To further corroborate that flunarizine targets HCV fusion, we used an imaging assay of fluorescent 1,1′‐dioctadecyl‐3,3,3′,3′‐tetramethylindodicarbocyanine (DiI C18[5]; DiD) HCV entry into polarized, three‐dimensional hepatocyte cultures (Baktash et al., unpublished data), which enables quantification of HCV single particle cell surface trafficking to the tight junction complex, virus internalization into early endosomes, and ultimately fusion and uncoating. Following DiD‐HCV fusion and uncoating, there is an increase in distribution of fluorescence due to mixing of DiD with cellular membranes, which can be quantified.15 Huh‐7.5 cells were grown in extracellular matrix to form hepatic spheroids, treated with either flunarizine or the vehicle control, infected with DiD‐HCV, and imaged for colocalization with either the tight junction marker zona occludins‐1 or the early endosomal marker early endosomal antigen‐1 (EEA‐1) over a time course of entry.
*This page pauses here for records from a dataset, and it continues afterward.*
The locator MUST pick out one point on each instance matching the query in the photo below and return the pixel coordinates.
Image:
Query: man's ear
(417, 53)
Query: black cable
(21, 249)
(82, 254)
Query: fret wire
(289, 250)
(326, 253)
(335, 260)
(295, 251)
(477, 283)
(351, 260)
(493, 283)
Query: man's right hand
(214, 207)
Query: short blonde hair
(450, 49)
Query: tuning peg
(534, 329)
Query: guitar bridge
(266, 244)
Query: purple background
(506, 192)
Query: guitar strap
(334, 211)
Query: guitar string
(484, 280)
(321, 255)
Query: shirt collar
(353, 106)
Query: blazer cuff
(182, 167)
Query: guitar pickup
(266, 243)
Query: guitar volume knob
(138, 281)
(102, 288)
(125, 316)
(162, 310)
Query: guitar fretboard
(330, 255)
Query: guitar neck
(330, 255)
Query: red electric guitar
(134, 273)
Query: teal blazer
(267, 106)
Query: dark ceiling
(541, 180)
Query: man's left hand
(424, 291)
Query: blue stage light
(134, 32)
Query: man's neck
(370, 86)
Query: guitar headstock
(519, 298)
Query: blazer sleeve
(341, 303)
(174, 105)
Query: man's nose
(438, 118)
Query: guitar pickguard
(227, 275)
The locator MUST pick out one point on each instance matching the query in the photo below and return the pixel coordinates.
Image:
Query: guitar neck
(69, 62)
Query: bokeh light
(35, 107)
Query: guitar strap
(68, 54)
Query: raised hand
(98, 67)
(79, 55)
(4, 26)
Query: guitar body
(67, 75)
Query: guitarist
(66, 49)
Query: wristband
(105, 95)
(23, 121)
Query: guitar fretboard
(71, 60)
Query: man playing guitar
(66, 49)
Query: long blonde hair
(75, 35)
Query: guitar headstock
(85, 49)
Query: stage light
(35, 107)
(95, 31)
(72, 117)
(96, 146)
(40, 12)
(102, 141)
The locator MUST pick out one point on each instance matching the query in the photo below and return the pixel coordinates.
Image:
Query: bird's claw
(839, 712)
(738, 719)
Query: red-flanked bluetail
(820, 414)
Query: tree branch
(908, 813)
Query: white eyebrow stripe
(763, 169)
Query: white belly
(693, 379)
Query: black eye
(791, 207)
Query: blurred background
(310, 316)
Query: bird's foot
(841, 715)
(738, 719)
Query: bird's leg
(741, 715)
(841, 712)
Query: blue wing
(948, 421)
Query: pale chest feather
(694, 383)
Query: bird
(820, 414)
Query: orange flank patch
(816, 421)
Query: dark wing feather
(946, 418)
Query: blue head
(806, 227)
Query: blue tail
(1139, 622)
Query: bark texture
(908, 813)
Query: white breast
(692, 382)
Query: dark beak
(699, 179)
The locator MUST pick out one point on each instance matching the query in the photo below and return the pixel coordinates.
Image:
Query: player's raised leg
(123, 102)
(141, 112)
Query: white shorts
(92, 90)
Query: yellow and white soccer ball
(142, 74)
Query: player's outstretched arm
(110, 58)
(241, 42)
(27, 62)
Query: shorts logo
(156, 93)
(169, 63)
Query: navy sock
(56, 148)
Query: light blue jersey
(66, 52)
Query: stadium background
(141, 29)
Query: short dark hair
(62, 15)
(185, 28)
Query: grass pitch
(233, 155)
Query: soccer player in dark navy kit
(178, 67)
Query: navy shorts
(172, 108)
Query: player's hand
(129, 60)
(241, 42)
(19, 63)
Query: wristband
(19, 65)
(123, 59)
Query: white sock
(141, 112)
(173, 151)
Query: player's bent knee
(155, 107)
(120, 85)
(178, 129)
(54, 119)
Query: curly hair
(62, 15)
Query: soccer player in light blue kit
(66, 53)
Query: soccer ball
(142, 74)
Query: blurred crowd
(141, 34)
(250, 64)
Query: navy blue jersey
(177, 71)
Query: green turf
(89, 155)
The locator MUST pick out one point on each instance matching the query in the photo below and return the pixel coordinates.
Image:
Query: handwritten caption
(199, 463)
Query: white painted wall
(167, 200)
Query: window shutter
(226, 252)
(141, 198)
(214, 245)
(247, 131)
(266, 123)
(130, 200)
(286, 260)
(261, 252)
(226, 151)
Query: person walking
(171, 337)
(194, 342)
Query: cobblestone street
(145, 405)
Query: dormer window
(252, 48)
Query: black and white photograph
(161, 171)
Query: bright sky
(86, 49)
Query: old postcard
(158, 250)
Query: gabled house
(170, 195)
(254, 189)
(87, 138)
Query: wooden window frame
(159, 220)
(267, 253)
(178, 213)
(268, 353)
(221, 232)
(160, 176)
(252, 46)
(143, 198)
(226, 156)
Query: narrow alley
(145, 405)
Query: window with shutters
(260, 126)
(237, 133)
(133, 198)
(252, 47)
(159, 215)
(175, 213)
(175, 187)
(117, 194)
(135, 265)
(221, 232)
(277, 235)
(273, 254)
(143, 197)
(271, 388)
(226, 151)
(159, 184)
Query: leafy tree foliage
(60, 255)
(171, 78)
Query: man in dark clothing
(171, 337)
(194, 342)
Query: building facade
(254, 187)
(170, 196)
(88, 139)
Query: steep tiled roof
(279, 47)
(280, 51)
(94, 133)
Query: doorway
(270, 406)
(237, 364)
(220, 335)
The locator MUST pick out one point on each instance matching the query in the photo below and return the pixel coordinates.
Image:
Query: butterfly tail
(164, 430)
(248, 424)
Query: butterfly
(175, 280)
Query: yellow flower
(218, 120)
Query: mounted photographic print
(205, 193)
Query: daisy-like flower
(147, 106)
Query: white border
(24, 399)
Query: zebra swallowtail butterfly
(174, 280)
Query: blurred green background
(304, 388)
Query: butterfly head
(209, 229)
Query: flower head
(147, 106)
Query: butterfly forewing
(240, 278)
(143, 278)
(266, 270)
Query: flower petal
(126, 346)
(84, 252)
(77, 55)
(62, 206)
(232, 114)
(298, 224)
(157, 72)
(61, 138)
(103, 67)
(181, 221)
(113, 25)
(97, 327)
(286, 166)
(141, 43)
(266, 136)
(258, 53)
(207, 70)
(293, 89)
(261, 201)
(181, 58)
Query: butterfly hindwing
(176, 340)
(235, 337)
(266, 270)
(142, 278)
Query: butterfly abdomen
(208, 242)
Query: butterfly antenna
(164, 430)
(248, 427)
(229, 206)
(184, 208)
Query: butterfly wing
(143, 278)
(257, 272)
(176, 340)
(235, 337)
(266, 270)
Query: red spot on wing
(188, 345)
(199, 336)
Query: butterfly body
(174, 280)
We observed that flunarizine did not affect the localization of DiD‐HCV to the tight junction (Fig. 5A,B), nor did it affect the internalization and localization of DiD‐HCV with the early endosome (Fig. 5C,D). Treatment with flunarizine did decrease DiD‐HCV fusion, which is evidenced by significantly lower DiD fluorescence volume at 360 minutes post–temperature shift compared to the vehicle control (Fig. 5E,F). Therefore, flunarizine does not affect HCV trafficking and endocytosis but inhibits fusion of HCV with the endosomal membrane.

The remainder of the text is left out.